Gray and Cascadelle walked down the hallway, and out of the door of the train. The sound of cheering increased in volume for one moment before the door shut again, muffling it.
"So this is it," Kylee said. "Time to go."
"Indeed," Cascadelle said. They both stood up, and walked along the hallway. But before they reached the door, Cascadelle stopped Kylee.
"What is it?" Kylee asked, but knew entirely what it was.
"Your decision," Cascadelle whispered. "What is it?" Kylee hesitated. Once again she was the bird. The cages were closing in further from her left and right, trapping her. This was it.

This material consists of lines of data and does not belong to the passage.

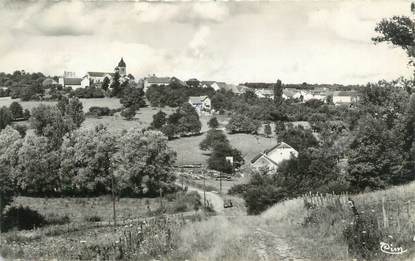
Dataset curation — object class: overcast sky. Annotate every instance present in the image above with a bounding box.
[0,0,410,84]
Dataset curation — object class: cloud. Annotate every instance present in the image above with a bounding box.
[0,1,410,83]
[189,25,210,58]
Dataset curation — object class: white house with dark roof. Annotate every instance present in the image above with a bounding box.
[59,77,82,90]
[81,58,129,88]
[251,142,298,170]
[189,96,212,114]
[143,74,171,92]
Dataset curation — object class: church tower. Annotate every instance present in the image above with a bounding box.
[116,57,127,76]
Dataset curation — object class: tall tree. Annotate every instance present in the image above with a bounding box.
[199,129,229,150]
[113,128,176,194]
[151,110,167,130]
[208,117,219,129]
[372,8,415,65]
[16,134,60,196]
[0,126,22,213]
[60,127,118,193]
[9,101,23,120]
[208,143,244,174]
[274,79,284,106]
[0,106,13,130]
[64,97,85,128]
[101,76,111,91]
[120,87,146,110]
[30,104,76,149]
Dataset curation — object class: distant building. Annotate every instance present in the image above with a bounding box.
[81,58,130,88]
[210,82,226,91]
[333,91,359,105]
[251,142,298,170]
[42,78,58,87]
[189,96,212,114]
[143,74,171,92]
[284,121,311,130]
[59,77,82,90]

She had to make the decision, and change her life forever.

She leaned against the wall of the train for a moment, but stood close enough to activate the automatic doors. Immediately Kylee and Cascadelle stood upright, looking out of the train. But as Kylee looked ahead at the crowd, something clicked. The confines of the train were to her left and right, nearly closing her in, but there was one small exit from the train just ahead of her. She could leave the train behind, not going into either cage. It was the third option.
"I've made up my mind," Kylee said to Cascadelle.
"Well?" Cascadelle said.
"I'm not siding with the Capitol," Kylee said. Cascadelle's face lit up. "But I'm not joining your rebel cause either. I'm on my own side. I won't be confined by either of your options. I'm doing what I want." Cascadelle opened her mouth in surprise, but Kylee looked away from her mentor, and stepped out of the train. She was swallowed in a surge of cameras, reporters, and cheering.

And as Kylee stood on the platform, assaulted by the adoring crowd, she smiled. Both Snow and Cascadelle had made one fatal error in their movements. They believed they could handle her like how they were planning on handling Alexis, the intended victor. But that was their mistake. She was no Alexis Rays. She was no rebel. She was no Capitol object. She was not something to be caged like some bird.

She was Kylee Harker. And she was free.